Linus and Lucy

by malariamonsters



Category: 9-1-1 (TV)
Genre: Domesticity, Established Relationship, F/M, Family
Language: English
Status: Completed
Published: 2019-12-26
Updated: 2019-12-26
Packaged: 2021-02-26 10:42:15
Rating: General Audiences
Warnings: Creator Chose Not To Use Archive Warnings
Chapters: 1
Words: 2,949
Publisher: archiveofourown.org
Story URL: https://archiveofourown.org/works/21968023
Author URL: https://archiveofourown.org/users/malariamonsters/pseuds/malariamonsters
Summary: Grant-Nash family feels.
Relationships: Athena Grant/Bobby Nash, Bobby Nash/Athena Grant
Comments: 10
Kudos: 49





	Linus and Lucy

December 10

Bobby wakes up next to Athena. She’s snuggled up close to him, her head on his arm, her lips parted so he can feel her soft breathing against his chest. He smiles at the sight of her. In their bed like this she looks exactly how tiny she really is, only 5’4’’, and not how big she seems when she’s in her uniform with her hands on her hips because someone’s annoyed her. He gives her a few more minutes of sleep, and then just before their alarm rings, he reaches over and turns it off. He wakes her with a kiss to her forehead and squeeze of her shoulder. “Rise and shine, sleepyhead,” he whispers, and laughs when she grumbles at him.

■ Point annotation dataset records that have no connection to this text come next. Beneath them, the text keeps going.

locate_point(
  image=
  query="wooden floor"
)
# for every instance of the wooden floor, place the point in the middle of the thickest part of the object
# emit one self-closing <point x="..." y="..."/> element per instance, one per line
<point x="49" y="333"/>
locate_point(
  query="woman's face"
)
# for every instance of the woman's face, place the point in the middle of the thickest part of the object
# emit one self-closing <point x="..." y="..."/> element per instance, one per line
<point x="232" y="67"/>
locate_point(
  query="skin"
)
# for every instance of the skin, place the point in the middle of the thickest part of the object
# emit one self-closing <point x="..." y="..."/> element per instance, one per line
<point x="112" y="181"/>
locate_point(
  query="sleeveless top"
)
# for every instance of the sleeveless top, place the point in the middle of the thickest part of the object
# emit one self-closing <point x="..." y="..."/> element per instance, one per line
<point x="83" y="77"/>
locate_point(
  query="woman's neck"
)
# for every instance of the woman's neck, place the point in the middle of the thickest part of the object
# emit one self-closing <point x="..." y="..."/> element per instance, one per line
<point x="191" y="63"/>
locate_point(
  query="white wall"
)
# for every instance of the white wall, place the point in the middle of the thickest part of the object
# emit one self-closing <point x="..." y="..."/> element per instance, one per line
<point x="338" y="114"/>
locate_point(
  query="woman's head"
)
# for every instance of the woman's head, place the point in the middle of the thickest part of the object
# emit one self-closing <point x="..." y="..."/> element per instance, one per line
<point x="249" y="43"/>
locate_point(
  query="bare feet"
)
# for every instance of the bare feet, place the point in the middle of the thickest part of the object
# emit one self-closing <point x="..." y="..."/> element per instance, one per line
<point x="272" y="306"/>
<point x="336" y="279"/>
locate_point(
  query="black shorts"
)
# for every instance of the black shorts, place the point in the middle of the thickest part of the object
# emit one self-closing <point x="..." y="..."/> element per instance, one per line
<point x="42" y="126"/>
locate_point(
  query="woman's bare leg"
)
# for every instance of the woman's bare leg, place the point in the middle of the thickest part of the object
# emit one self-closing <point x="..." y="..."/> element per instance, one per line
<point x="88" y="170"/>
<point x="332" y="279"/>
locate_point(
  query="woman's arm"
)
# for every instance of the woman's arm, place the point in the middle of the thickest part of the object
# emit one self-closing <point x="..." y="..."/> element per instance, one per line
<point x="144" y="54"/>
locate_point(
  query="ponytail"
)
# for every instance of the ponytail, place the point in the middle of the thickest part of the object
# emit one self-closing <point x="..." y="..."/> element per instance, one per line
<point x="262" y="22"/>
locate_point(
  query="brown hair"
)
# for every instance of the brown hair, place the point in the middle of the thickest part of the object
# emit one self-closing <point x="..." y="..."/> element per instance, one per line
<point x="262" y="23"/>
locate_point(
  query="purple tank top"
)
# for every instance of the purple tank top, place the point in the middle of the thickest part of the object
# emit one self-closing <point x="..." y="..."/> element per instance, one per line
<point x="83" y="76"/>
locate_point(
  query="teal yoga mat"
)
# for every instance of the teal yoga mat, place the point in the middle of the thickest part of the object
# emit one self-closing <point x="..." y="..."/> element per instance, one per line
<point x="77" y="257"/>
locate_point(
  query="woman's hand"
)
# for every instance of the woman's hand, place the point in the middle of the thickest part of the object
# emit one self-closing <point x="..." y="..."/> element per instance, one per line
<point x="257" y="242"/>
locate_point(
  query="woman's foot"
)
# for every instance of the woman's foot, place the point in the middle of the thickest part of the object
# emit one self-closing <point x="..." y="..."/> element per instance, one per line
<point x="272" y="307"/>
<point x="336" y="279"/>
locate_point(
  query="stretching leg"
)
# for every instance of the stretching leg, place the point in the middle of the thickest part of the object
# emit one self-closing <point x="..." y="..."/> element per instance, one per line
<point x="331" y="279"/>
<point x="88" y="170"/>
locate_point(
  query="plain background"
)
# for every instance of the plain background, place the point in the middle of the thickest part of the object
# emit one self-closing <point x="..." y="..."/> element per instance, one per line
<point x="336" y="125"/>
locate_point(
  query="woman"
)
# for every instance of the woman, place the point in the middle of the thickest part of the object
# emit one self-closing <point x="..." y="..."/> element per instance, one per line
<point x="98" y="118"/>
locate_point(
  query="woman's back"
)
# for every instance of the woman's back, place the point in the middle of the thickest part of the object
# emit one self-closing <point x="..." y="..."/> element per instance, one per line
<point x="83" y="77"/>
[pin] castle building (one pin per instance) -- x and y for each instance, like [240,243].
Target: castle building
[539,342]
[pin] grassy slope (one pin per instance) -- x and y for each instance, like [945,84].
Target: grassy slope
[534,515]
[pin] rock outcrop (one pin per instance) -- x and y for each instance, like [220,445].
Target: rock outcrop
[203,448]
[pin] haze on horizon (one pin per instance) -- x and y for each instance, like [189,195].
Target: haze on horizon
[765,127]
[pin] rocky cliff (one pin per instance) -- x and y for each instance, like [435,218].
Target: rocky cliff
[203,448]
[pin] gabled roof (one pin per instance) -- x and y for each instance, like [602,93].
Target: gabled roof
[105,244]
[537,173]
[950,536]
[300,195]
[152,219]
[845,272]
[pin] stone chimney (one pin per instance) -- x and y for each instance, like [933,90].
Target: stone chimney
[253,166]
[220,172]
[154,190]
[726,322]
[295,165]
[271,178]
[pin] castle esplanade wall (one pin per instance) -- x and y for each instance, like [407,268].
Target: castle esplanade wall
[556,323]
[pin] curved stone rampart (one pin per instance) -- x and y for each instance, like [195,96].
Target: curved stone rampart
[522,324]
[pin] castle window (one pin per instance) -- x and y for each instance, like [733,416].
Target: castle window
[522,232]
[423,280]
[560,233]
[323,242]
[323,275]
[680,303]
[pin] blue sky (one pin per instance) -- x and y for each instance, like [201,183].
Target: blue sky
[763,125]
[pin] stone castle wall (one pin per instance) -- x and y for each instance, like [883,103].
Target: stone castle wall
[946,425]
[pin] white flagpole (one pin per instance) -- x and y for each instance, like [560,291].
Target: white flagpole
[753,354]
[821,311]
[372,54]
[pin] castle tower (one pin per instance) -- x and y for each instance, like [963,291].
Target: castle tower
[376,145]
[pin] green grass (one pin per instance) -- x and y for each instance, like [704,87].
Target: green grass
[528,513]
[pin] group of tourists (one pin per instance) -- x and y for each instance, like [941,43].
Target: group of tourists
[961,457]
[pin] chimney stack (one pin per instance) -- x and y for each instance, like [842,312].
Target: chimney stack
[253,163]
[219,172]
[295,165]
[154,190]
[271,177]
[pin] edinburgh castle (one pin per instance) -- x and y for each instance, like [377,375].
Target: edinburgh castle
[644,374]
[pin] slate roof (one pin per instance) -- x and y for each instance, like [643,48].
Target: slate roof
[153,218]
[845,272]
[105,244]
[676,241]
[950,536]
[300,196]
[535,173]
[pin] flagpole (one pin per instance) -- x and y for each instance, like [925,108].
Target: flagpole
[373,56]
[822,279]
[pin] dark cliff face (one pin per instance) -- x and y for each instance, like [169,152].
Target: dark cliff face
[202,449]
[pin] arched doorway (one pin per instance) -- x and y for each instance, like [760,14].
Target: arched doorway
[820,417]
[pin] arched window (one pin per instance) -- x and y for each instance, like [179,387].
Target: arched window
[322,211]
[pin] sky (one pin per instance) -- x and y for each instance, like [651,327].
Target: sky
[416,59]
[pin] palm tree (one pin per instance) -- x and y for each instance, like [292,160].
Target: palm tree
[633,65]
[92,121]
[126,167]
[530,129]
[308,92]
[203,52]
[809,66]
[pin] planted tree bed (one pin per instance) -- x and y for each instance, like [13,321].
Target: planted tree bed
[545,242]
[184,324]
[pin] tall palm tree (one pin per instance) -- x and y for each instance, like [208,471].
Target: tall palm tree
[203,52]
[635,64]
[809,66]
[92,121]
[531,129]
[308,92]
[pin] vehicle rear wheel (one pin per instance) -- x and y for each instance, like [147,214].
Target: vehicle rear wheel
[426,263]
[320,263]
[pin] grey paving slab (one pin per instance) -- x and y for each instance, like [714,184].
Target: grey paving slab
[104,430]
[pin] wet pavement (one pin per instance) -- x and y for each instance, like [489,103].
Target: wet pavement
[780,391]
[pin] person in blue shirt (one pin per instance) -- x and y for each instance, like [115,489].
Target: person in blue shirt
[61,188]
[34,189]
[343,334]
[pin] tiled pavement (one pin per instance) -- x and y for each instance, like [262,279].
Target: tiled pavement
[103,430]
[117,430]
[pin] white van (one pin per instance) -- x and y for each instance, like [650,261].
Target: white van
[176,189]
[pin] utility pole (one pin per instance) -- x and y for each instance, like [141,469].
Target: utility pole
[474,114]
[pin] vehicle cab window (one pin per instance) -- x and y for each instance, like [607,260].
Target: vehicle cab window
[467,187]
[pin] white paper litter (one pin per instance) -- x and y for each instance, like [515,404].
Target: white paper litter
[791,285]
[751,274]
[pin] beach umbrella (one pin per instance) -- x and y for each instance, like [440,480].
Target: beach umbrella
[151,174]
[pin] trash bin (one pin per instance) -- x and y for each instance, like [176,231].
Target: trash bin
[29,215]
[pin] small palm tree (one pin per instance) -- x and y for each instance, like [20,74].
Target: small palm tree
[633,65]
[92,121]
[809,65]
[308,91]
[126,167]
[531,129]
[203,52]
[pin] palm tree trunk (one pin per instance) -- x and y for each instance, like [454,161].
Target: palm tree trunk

In their bathroom Athena showers first while he brushes his teeth, washes his face, and shaves. Her showers tend to run a little long, and she likes them very hot, so he leaves the door open to let out the steam. She sings in the shower, wrong words to different songs she mashes up together. She somehow manages to slip from Natalie Cole to Carly Rae Jepson without missing a beat. She interrupts herself to ask him questions about what he has planned for the day and when she can expect to see him that night, and Bobby asks her if she wants him to pick anything up before he gets home. After she gets out and wraps herself in her huge terrycloth towel, Bobby sneaks in a sweet kiss. She swats him and says sternly “I’m still all wet!”

“Just how I like you,” he says, and darts into the shower before she can hit him again.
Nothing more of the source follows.